COVID-19 and the mining industry highlights final day of MINEXCHANGE

William Gleason

March 5, 2021

As the MINEXHANGE 2021 SME Annual Conference & Expo entered its final day, the entire world closed in on the one-year anniversary of the World Health Organization’s declaration of a global pandemic from COVID-19.

Eric Lutz, associate director, safety at the Lowell Institute for Mineral Resources at the University of Arizona spoke about COVID-19 and mining, best practices in recognition, response and recovery in the final virtual keynote address of the conference.

Lutz has been closely tracking data and provided an overview on the history of the pandemic, from its first known cases in China to the current status of the pandemic.

“We work hard to understand the virus, how it acts and how it is spreads so that we can defend against it,” said Lutz, who has more than 20 years of industry experience mitigating occupational exposures and corporate risk as an industrial hygienist, safety trainer, and environmental consultant. Additionally, he has extensive knowledge of global public health impacts of environmentally mediated infectious disease, surveillance and modes of transmission.

On the day of his presentation there were 115,729,983 reported cases of COVID-19 around the world and 2,571,530 deaths reported. Lutz said the actual number of cases is likely 20 percent higher.

The pandemic has presented challenges to the mining industry related primarily to the health and safety of employees, but it has also had broad impact on operations. Supply chains have been disrupted, commodity prices have been impacted and operations have been challenged to find ways to operate in the “new normal.”

Lutz laid out suggestions and guidelines to mitigate the risks from COVID-19.

“When we talk about mining health and safety one of the first steps in our risk management portfolio is hazard identification,” Lutz said. “Hazard identification when it comes to something like COVID-19, has to be viewed through the lens of epidemiology, which is the study of diseases.”
Lutz has been tracking metrics that include the number of cases, deaths, attack rate, fatality doubling time and health system utilization and availability for nearly a full year. He began tracking on March 10, 2020 and said the ability to build defenses against the pandemic is dependent on gathering dependable data and that the data has to be viewed objectively.
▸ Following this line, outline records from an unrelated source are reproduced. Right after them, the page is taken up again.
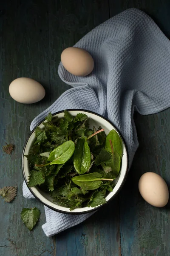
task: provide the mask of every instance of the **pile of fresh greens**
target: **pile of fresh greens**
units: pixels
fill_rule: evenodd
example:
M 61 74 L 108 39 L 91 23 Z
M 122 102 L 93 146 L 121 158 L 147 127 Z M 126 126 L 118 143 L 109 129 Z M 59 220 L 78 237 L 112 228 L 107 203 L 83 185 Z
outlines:
M 37 186 L 54 201 L 71 210 L 106 202 L 119 175 L 122 150 L 116 131 L 89 128 L 82 113 L 63 118 L 49 113 L 43 129 L 35 130 L 35 142 L 26 156 L 30 166 L 28 186 Z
“It is important to track that information because it gives you a way to identify your hazards and to know what kind of impact it is having so you can then put in the appropriate controls,” said Lutz. “We can apply our standard hazard identification risk protocols to COVID-19 that we would apply to health and safety risks in mining. This in an infectious disease as opposed to a particulate or noise exposure or other hazard, but we can use the same principals to mitigate the risk.”
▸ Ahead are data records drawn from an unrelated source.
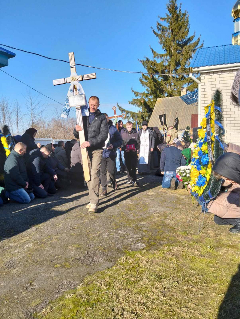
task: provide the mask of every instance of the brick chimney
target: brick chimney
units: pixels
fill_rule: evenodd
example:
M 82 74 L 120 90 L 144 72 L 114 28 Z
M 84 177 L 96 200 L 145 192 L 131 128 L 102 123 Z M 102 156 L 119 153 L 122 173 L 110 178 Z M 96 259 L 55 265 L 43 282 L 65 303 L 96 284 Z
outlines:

Lutz shared an acronym that he developed to help mitigate the risk from COVID-19.

FACTS
F – Face coverings
A – Attitude, I assume I have it and that you have it so we keep our distance.
C – Clean hands
T - Temperature free
S - Socially distanced

When placing controls for a workforce, Lutz said communication is a powerful tool that has often been overlooked.

“Overall, we are trying to create a change in behavior to mitigate the risk,” said Lutz. “People are willing to change their behavior but they need to know why and for how long.”

He also said that while it has been challenging, the pandemic will eventually end, and we should maintain hope and humor, but remain vigilant.